The value X is the "marker", used to define where the list should start. S3 will choose the first object whose key is larger than X. If you want to start with the first key in the bucket, use "--batch=" with an empty string for X. (The equal sign is required. Do not use "--batch", because it will set X to 1.)
You can combine --batch=X with --max-keys to get the list of objects back in batches of any size.

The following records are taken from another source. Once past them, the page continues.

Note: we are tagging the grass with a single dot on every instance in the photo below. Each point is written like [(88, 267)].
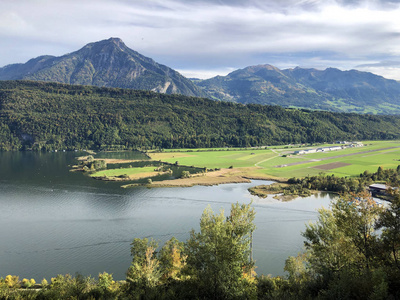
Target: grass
[(123, 171), (264, 162)]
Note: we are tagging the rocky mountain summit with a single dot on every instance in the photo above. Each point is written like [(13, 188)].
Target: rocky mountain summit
[(108, 63)]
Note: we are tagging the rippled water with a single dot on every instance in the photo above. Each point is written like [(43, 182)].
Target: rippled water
[(54, 222)]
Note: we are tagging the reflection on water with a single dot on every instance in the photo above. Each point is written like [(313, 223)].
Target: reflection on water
[(54, 222)]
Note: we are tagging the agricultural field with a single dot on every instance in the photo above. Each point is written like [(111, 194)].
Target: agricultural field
[(281, 163)]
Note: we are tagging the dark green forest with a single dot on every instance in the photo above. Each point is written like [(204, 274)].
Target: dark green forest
[(47, 116)]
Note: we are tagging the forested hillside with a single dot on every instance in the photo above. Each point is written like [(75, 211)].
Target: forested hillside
[(107, 63), (46, 116), (330, 89)]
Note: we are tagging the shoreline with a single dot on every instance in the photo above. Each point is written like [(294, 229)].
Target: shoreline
[(222, 176)]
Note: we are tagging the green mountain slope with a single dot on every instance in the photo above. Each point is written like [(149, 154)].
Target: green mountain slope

$ aws ls -l test681 --max-keys=10 --batch=
-rw------- 1 timkay681 6 2008-12-29 15:24:26 /tmp/subd/hello.txt
-rw------- 1 timkay681 30836 2008-10-20 21:52:27 /usr/bin/aws
-rw------- 1 timkay681 10 2013-10-02 22:04:24 1000000/9590534/13846970/Kenny's closet card-front.pdf
-rw------- 1 timkay681 13 2013-03-06 20:23:03 FolderSpade/SandCastle.bin
-rw------- 1 timkay681 15560494 2009-04-13 01:47:43 afl.zip
-rw------- 1 timkay681 1 2009-04-18 23:27:07 ascii/char_01_?.txt
-rw------- 1 timkay681 1 2009-04-18 23:27:07 ascii/char_02_?.txt
-rw------- 1 timkay681 1 2009-04-18 23:27:08 ascii/char_03_?.txt
-rw------- 1 timkay681 1 2009-04-18 23:27:08 ascii/char_04_?.txt
-rw------- 1 timkay681 1 2009-04-18 23:27:09 ascii/char_05_?.txt
$ aws ls -l test681 --max-keys=10 --batch=ascii/char_05
-rw------- 1 timkay681 1 2009-04-18 23:27:09 ascii/char_05_?.txt
-rw------- 1 timkay681 1 2009-04-18 23:27:09 ascii/char_06_?.txt
-rw------- 1 timkay681 1 2009-04-18 23:27:09 ascii/char_07_?.txt
-rw------- 1 timkay681 1 2009-04-18 23:27:09 ascii/char_08_?.txt
-rw------- 1 timkay681 1 2009-04-18 23:27:10 ascii/char_09_?.txt
-rw------- 1 timkay681 2 2009-04-19 00:18:46 ascii/char_0a_?.txt
-rw------- 1 timkay681 2 2009-04-18 23:27:10 ascii/char_0b_?.txt
-rw------- 1 timkay681 2 2009-04-18 23:27:10 ascii/char_0c_?.txt
-rw------- 1 timkay681 2 2009-04-18 23:27:11 ascii/char_0d_?.txt
-rw------- 1 timkay681 2 2009-04-18 23:27:11 ascii/char_0e_?.txt
$ aws ls -l test681 --max-keys=10 --batch=ascii/char_0e
-rw------- 1 timkay681 2 2009-04-18 23:27:11 ascii/char_0e_?.txt
-rw------- 1 timkay681 2 2009-04-18 23:27:11 ascii/char_0f_?.txt
-rw------- 1 timkay681 2 2009-04-18 23:27:12 ascii/char_10_?.txt
-rw------- 1 timkay681 2 2009-04-18 23:27:12 ascii/char_11_?.txt
-rw------- 1 timkay681 2 2009-04-18 23:27:12 ascii/char_12_?.txt
-rw------- 1 timkay681 2 2009-04-18 23:27:13 ascii/char_13_?.txt
-rw------- 1 timkay681 2 2009-04-18 23:27:14 ascii/char_14_?.txt
-rw------- 1 timkay681 2 2009-04-19 00:56:26 ascii/char_15_?.txt
-rw------- 1 timkay681 2 2009-04-19 00:56:26 ascii/char_16_?.txt
-rw------- 1 timkay681 2 2009-04-19 00:56:26 ascii/char_17_?.txt
Note that the --batch=X parameter is a key smaller than the next one that I want. The _?.txt suffix contains non-printing characters, so I was able to omit it, and yet the X (marker) worked as desired.